Meanwhile, if we actually understood brains, I bet we would find endless examples of 'improper' behavior. Evolution picks up what seems to work, and sloooowly improves the parts that break, leaving good enough alone. (After all, if it doesn't affect reproductive probabilities, it doesn't matter.)

Activation functions will almost certainly not be the crux move for solving AGI.

stephencanon · on Aug 12, 2021

> Tanh is implemented in hardware so it's used.

Tanh is _not_ generally implemented in hardware, and it’s one of the fussier functions in math.h to implement well. Its only real virtues are that implementations are available everywhere, its derivative is relatively simple, and it has the right symmetries.

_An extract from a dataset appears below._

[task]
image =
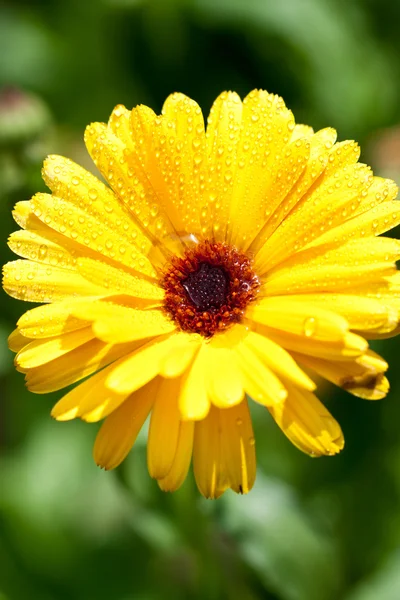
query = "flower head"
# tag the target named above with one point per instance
(216, 265)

CodesInChaos · on Aug 12, 2021

You're right that neural networks don't care too much the shape of most activation functions. I assume that splicing together two decaying exponential functions at the origin would work just as well in practice.

However tanh is a bit more special than just having the right symmetries. Sigmoid is the correct function to turn an additive value into a probability (range 0 to 1). Tanh is a scaled sigmoid which fulfills the same purpose for the -1 to +1 interval.

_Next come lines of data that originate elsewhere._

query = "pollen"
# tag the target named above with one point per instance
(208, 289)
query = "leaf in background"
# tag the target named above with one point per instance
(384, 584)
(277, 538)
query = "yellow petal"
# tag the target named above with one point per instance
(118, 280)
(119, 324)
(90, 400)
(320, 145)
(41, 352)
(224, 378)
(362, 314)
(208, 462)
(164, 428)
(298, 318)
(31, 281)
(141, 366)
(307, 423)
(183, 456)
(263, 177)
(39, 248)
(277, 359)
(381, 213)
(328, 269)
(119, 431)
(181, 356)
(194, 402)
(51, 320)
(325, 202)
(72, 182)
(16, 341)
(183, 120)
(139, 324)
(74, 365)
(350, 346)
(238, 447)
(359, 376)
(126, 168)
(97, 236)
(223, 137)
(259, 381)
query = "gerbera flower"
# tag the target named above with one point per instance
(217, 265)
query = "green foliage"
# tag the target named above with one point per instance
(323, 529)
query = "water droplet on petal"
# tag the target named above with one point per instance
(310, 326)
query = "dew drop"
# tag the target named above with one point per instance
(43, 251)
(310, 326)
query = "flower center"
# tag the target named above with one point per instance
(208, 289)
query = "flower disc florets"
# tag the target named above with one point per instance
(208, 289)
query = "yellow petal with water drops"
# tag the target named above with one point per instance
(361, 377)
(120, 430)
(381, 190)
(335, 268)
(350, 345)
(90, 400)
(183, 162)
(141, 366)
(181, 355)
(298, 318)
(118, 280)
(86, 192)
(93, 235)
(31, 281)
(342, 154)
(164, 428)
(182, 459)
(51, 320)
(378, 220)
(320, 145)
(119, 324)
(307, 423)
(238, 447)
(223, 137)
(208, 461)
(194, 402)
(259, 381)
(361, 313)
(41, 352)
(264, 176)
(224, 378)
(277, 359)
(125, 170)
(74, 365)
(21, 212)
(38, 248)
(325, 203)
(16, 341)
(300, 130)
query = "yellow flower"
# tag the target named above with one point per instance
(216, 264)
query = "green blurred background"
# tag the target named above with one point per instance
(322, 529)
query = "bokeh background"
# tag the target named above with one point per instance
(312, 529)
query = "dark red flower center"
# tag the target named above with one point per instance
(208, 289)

I sometimes wonder if clamped linear or exponential functions would work better than tanh/sigmoid in places where they're currently used (like LSTM/GRU gates).

stephencanon · on Aug 12, 2021

Yeah, wiki has a decent survey of sigmoid (the family, not the specific function ML people often refer to by that name) functions here: https://en.wikipedia.org/wiki/Sigmoid_function#/media/File:G...

Note that tanh saturates to ±1 faster than most except erf when normalized to have slope 1 at the origin (its series at +infinity is like 1 - 2e^{-2x} + o(e^{-4x}), while many of the other options have polynomial series, so they don't approach 1 nearly as fast).

I suspect some applications would in theory rather use erf, but erf is even worse to compute than tanh (on the other hand, erf's derivative is really nice, so who knows?)

MauranKilom · on Aug 12, 2021

I assume that splicing together two decaying exponential functions at the origin would work just as well in practice.

Also known as tanh: https://en.wikipedia.org/wiki/Hyperbolic_functions

One "disadvantage" is that it doesn't saturate to [-1.0, 1.0] like appropriately scaled tanh.

CodesInChaos · on Aug 13, 2021

By splicing together I mean a piecewise function which is `exp(x) - 1` on the left and `1 - exp(-x)` on the right. Which should be similar enough to tanh for most purposes.

stephencanon · on Aug 15, 2021

Sure, it even has continuous derivatives of all orders and the right slope at the origin. It just doesn’t saturate to +/-1 as fast, which probably doesn’t matter.

magicalhippo · on Aug 12, 2021

So sin() could be used instead of tanh, if appropriately shifted and scaled I presume?

CodesInChaos · on Aug 12, 2021

You'd at least want to keep it at ±1 once it reaches that value instead of oscillating.

magicalhippo · on Aug 12, 2021

I was thinking of a half-period, ie +/- pi/2.

But yeah I wasn't thinking too much about large input values, I presumed clamped inputs, which I guess might not be ideal.

CodesInChaos · on Aug 12, 2021

I was talking about an output value of ±1 which corresponds to ±pi/2 as an input value. So we mean the same thing.